As mesinhas dos bares e botequins ocupavam como sempre as ruas – deixando lotadas as calçadas, os centros culturais estavam cheios, galerias de arte recebiam visitantes, grupos se espalhavam pelas esquinas com copos na mão e, ao fundo, começava aquele samba alegre e espontâneo que tomou conta da Praça XV nos últimos anos. Os guias de turismo acompanhavam multidões de brasileiros e estrangeiros para lá e para cá. Era uma tarde luminosa de outono carioca: sol forte, mas sem calor excessivo, com o Centro tomado por uma multidão visivelmente feliz por estar ali.
Foi então que um grupo de amigos atravessou poucos metros até o pitoresco Toca do Baiacu, hoje um dos símbolos dessa nova/velha boemia da Rua do Ouvidor. O pedido veio inevitável: a já famosa rabada fumegante da casa, que chega à mesa envolta num perfume quase irresistível, acompanhada de um molho à campanha tão colorido quanto saboroso — preparado com não um, nem dois, mas três tipos de pimentão, além da cebola roxa que lhe dá aquele aspecto vibrante e quase carnavalesco.
Enquanto o samba crescia rua afora, enquanto garçons se espremiam entre as mesas e artistas circulavam entre os equipamentos culturais da região, aconteceu algo que parecia saído de outra época.
Pontualmente, a cada completar de horas redondas da tarde, os sinos começavam a duelar. Os gigantes de bronze, silenciados em tantas partes da cidade, ali, voltam a ser protagonistas a cada hora.

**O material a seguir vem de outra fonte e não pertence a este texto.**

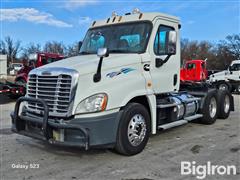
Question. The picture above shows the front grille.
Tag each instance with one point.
(54, 90)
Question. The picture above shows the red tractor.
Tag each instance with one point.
(17, 88)
(194, 70)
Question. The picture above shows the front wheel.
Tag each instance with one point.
(133, 130)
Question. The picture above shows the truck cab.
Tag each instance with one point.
(228, 79)
(123, 86)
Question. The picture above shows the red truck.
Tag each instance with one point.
(17, 88)
(194, 70)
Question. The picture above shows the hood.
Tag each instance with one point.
(88, 63)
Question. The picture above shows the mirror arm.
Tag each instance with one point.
(160, 62)
(97, 75)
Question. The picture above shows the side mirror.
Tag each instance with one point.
(79, 45)
(171, 42)
(102, 52)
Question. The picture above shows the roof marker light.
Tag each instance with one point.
(114, 14)
(136, 11)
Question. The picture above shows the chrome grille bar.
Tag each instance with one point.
(55, 89)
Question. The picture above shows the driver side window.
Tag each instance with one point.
(160, 46)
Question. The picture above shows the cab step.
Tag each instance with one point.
(172, 124)
(190, 118)
(179, 122)
(166, 105)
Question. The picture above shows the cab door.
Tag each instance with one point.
(165, 77)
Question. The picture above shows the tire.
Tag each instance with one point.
(224, 86)
(238, 88)
(224, 104)
(135, 117)
(210, 109)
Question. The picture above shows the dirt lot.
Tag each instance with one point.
(218, 143)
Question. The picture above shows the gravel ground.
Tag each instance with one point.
(161, 159)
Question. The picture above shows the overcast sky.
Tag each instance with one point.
(67, 21)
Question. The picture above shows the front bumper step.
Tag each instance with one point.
(19, 126)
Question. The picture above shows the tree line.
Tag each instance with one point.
(218, 55)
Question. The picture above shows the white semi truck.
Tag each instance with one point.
(123, 86)
(228, 79)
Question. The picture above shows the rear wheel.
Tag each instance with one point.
(133, 130)
(210, 109)
(224, 104)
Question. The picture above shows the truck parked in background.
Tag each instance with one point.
(228, 79)
(195, 70)
(18, 87)
(123, 86)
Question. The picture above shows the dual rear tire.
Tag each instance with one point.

Primeiro a Lapa dos Mercadores.
E logo em seguida, quase como uma resposta, os sinos da Igreja da Irmandade da Santa Cruz dos Militares, exatamente do outro lado da Rua do Ouvidor.
Então instalou-se uma espécie de guerra sonora sobre o Centro Histórico. A Lapa repicava. A Santa Cruz respondia.
Os bronzes antigos pareciam conversar sobre as cabeças da multidão, atravessando o samba, o tilintar dos copos, o riso das mesas, o batuque do pagode e o movimento incessante da rua. Por alguns minutos, de hora em hora, em meio ao saudável bate papo de amigos, a região inteira transformava-se numa experiência sensorial absolutamente única: música sacra e samba, barroco e botequim, igreja e boemia, tudo coexistindo numa harmonia improvável que talvez só o Rio de Janeiro seja capaz de produzir.
E talvez seja justamente isso que esteja devolvendo alma à região da Praça XV.
Porque o velho Centro nunca foi um lugar silencioso ou cenográfico. Durante séculos, ele foi organizado pelos sons: os sinos marcavam as horas, chamavam para as missas, anunciavam procissões, avisavam incêndios, mortes e festas. Ao mesmo tempo, as ruas fervilhavam de comércio, cafés, tavernas, música, encontros e confusão.
O que acontece hoje aos sábados na Rua do Ouvidor, é, em menor escala, nos outros dias, parece, de certa forma, uma retomada dessa tradição perdida.
Não como reconstituição artificial para turista ver, mas como cidade viva de verdade.
Uma cidade onde ainda é possível sair de uma missa com coral e orquestra numa igreja setecentista, sentar-se num botequim simples diante de uma rabada fumegante, ouvir samba ao ar livre, visitar galerias de arte lotadas e, de repente, ser surpreendido por uma batalha de sinos históricos ecoando entre sobrados coloniais.
Poucos lugares do Rio conseguem hoje condensar tanta história, tanta beleza e tanta vida em apenas algumas quadras.